They predict a plethora of horrors will ravage the planet including meteor strikes, earthquakes, tsunamis - with some suggesting they will be sent by God. However, Nasa says it is constantly monitoring the heavens for signs of any incoming asteroids and has given the all-clear.
The international astronomy community is taking seriously the slim threat of a devastating collision with asteroid. In April 2015, an international conference organised by the European Space Agency brought together several scientific disciplines (including astronomers, physicists and engineers) to debate and role-play the possibilities around dealing with an Earth directed asteroid collision.
NASA indicates that if there was any object large enough to do the type of destruction in September indicated by claims across the blogs and web postings, we would have seen it by now.
NASA’s Near Earth Object office at the Jet Propulsion Laboratory is at the forefront of what is now a worldwide collaboration to watch the skies for any asteroids that could do harm to our planet.
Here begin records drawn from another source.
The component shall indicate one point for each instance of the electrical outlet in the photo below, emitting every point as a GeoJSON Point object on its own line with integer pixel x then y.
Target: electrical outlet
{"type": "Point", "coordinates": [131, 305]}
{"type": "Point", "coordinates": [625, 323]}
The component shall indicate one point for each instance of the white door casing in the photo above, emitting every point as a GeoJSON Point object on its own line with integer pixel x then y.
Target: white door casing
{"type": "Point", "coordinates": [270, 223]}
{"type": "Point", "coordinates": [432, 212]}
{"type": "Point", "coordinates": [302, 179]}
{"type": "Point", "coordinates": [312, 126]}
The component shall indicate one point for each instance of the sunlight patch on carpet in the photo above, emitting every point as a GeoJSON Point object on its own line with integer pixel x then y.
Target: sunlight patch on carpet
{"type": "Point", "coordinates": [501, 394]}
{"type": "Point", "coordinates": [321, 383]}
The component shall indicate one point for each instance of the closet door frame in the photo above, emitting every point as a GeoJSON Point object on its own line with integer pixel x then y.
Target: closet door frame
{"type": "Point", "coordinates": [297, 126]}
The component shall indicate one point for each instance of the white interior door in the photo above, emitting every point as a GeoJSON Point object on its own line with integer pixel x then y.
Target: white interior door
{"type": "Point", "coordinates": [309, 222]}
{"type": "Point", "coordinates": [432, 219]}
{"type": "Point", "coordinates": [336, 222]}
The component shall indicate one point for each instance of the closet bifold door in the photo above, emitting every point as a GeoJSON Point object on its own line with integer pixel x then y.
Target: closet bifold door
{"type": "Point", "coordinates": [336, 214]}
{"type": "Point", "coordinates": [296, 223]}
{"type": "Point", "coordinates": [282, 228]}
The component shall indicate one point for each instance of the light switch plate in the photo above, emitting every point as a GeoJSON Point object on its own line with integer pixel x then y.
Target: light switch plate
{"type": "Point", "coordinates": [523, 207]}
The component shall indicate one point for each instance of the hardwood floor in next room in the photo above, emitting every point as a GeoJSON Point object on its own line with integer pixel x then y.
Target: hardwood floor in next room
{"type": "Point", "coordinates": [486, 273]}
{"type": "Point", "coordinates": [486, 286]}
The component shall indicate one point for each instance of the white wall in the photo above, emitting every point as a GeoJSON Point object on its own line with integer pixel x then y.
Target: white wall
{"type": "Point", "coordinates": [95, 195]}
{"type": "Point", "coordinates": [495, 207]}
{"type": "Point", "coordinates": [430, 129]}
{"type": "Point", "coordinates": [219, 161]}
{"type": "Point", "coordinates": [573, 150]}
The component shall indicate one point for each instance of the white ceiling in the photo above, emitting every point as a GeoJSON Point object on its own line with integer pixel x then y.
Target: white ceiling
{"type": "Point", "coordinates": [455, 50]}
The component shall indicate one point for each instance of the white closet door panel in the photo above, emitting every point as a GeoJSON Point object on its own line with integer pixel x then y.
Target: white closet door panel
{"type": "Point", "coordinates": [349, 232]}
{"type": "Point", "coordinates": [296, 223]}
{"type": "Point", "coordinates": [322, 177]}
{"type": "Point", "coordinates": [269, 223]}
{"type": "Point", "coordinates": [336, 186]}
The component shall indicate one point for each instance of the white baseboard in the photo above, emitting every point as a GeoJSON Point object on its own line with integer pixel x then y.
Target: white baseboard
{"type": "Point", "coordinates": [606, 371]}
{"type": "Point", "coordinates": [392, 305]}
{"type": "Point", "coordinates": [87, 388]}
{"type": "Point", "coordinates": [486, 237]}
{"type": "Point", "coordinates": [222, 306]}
Their “Spaceguard” programme detects and tracks these objects as well as trying to determine their nature; such as what is their mass or what could they be made of.
originally posted by: Darkblade71
The reality is that we could get hit by a huge asteroid at any time without warning.
They miss them going by all the time.
Could happen 5 minutes from now, 1 month, 10 years, 10,000 years from now, but sooner or later IT WILL happen.
If you watch the known asteroid paths on space weather, they are always posting a day or two after a close one goes by, one they did not see until it missed us. That is normal.
Most of the survey efforts have been very successful in finding the largest asteroids (about 90% of the near-Earth objects larger than 1 km in diameter have been found), but there is still a lot of work to be done with finding and tracking the smaller objects.